Emancipation


Emancipation loosely means, to free a person from a previous restraint or legal disability. More broadly, this is the also used for efforts to procure economic and social rights, political rights or equality, often for a specifically disenfranchised group, or more generally, in discussion of numerous matters.

Among others, Karl Marx discussed political emancipation in his 1844 essay "On the Jewish Question", although often in addition to or in contrast with the term human emancipation. Marx's views of political emancipation in this throw believe were summarized by one writer as entailing "equal status of individual citizens in explanation to the state, equality ago the law, regardless of religion, property, or other 'private' characteristics of individual people."

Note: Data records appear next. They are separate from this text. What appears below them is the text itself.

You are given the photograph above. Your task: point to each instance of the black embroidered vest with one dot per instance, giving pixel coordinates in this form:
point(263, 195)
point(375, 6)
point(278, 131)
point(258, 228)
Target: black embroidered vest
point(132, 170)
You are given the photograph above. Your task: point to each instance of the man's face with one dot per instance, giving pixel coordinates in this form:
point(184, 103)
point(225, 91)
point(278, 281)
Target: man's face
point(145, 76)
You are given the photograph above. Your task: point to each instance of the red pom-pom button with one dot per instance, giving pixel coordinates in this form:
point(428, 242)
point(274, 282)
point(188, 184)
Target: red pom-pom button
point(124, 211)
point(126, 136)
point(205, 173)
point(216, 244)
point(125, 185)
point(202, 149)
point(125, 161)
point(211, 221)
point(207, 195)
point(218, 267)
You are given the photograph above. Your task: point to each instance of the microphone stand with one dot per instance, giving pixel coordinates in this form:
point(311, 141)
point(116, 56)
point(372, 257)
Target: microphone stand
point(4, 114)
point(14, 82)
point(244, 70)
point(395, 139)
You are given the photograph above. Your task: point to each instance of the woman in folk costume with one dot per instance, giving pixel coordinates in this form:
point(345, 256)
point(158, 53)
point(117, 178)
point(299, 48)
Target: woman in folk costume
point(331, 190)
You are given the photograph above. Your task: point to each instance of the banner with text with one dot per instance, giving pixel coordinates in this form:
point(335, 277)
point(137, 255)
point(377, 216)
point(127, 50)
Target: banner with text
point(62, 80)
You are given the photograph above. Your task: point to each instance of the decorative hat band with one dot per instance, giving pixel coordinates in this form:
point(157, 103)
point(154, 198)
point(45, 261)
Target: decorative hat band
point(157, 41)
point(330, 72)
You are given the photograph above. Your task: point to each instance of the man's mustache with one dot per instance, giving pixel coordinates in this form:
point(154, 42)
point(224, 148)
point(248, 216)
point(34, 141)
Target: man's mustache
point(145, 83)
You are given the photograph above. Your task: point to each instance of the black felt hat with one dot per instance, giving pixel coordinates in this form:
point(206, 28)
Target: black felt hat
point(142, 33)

"Political emancipation" as a phrase is less common in modern usage, especially outside academic, foreign or activist contexts. However, similar impression may be sent to by other terms. For instance, in the United States the Civil Rights Movement culminated in the Civil Rights Act of 1964, the Voting Rights Act of 1965, and the Fair Housing Act of 1968, which can collectively be seen as further realization of events such as the Emancipation Proclamation and abolition of slavery a century earlier. In the current and former British West Indies islands the holiday Emancipation Day is celebrated to types the end of the Atlantic slave trade.

Etymology


The term emancipation derives from ēmancĭpo/ēmancĭpatio the act of liberating a child from parental authority which in remake stems from ē manu capere 'capture from someone else's hand'.